Another survey shows that North Africans (“Moors”) comprise 10.6% of Iberian DNA, while Sephardic Jews, those of Middle Eastern rather than eastern European descent, constitute 19.8% of Iberian DNA. Sephardic Jews spread across the Mediterranean in the great diaspora when the Romans destroyed Israel in 70 C.E.
Even Neolithic hunters from thousands of years ago contribute a smidge to Iberian blood. Yet, in terms of identifiable genomes, Sub-Saharan Africans do not seem to register uniquely.
The images used to “show” that Queen Charlotte was African go back to a 1761 portrait by Allan Ramsey, shown above with the headline. The painting displays a pale white woman with reddish-brown hair. Other original portraits show her even “whiter.”
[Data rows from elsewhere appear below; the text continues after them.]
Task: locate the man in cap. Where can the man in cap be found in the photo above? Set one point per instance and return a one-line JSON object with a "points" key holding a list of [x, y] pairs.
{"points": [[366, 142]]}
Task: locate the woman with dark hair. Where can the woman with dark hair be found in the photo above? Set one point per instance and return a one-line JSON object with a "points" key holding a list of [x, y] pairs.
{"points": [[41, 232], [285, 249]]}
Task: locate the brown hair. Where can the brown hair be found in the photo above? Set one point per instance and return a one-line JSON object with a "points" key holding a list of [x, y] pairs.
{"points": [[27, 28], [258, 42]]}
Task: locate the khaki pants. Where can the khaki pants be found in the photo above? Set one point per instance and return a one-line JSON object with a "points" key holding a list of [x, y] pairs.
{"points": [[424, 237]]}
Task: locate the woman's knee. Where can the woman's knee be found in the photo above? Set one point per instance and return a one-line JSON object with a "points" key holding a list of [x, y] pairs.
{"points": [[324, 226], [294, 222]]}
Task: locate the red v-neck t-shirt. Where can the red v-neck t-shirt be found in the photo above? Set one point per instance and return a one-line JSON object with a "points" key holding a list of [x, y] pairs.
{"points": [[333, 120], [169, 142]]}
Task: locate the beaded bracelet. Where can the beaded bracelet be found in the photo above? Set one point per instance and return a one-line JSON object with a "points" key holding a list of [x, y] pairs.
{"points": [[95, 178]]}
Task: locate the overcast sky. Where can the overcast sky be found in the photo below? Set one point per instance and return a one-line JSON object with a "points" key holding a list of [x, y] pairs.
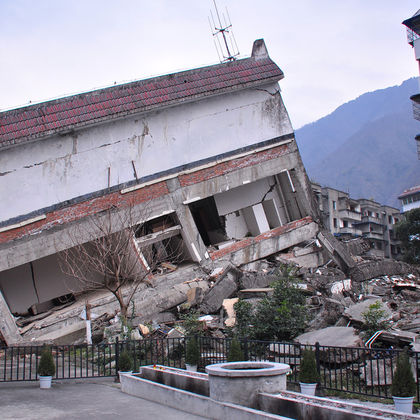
{"points": [[331, 51]]}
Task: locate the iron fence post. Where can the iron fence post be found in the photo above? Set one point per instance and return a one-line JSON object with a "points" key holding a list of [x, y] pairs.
{"points": [[246, 348], [317, 354]]}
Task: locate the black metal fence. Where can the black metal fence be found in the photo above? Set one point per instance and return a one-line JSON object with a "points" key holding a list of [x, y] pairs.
{"points": [[343, 369]]}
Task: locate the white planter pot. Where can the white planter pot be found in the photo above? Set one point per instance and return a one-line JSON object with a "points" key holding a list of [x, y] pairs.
{"points": [[191, 368], [307, 389], [128, 372], [45, 382], [403, 404]]}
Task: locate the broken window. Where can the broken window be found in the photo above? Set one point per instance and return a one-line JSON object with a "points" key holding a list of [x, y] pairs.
{"points": [[209, 224]]}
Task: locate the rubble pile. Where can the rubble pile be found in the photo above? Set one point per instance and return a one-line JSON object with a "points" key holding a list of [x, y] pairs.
{"points": [[335, 298]]}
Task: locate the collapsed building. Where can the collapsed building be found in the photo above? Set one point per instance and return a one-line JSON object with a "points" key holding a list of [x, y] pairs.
{"points": [[208, 154]]}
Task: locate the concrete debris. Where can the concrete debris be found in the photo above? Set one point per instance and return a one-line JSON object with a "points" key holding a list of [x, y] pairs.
{"points": [[230, 311], [255, 293], [224, 288], [175, 333], [71, 334], [256, 280], [210, 321], [378, 372], [135, 335], [144, 330], [337, 251], [338, 289], [371, 269], [331, 336], [195, 296], [354, 312]]}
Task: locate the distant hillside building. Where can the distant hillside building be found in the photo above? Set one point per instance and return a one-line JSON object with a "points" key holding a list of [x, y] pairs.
{"points": [[413, 36], [348, 218], [410, 198]]}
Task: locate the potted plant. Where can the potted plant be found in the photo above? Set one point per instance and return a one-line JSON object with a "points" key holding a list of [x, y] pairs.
{"points": [[192, 354], [308, 373], [125, 362], [46, 368], [235, 353], [403, 386]]}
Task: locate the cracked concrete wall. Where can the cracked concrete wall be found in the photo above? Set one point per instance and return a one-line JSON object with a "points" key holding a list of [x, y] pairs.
{"points": [[68, 166]]}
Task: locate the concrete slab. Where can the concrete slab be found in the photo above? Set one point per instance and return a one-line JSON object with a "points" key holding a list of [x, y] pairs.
{"points": [[98, 399], [331, 336], [355, 312]]}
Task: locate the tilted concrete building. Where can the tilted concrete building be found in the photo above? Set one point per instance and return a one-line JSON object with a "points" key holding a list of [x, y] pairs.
{"points": [[210, 153]]}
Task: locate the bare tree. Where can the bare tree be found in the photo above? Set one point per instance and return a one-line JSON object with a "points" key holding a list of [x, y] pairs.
{"points": [[104, 252]]}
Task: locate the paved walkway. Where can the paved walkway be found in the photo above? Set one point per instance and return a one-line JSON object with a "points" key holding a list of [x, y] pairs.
{"points": [[88, 399]]}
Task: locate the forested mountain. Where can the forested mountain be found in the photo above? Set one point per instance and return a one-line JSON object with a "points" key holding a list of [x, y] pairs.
{"points": [[366, 146]]}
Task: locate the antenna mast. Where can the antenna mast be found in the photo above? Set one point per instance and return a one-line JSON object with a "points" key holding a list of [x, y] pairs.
{"points": [[227, 50]]}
Some images on the internet have been adjusted to darken the coloration of her skin and to more heavily outline her nose and mouth. In one Photoshop, even her hair has been altered to an African texture. The result is an African face for those who want her to be African.
(Note: I have not seen the original paintings, as Gerzina has. If anyone can comment on their direct observation of any Queen Charlotte portrait, please do.)
Ironically, the European royal families have been so intertwined for so many dozens of generations that if Queen Charlotte is an African, so is her husband King George, and so is every other European monarch for the last five hundred years.
I am one of those who would delight in tweaking the noses of biographers and historians who want to find something special in the “white” blood of “royal” families—families who more often displayed incompetence than brilliance. However, the mathematics of biology works against us. Until somebody analyzes her DNA and concludes otherwise, the princess from a northern white country in the 1700s was—surprise—a white woman.
If we are going to stretch inheritance to the limit to identify a non-European minority in Charlotte’s background, let’s use the DNA we can actually find. Let’s proclaim her not as a Black woman but as a Phoenician or Judean princess who married an English king.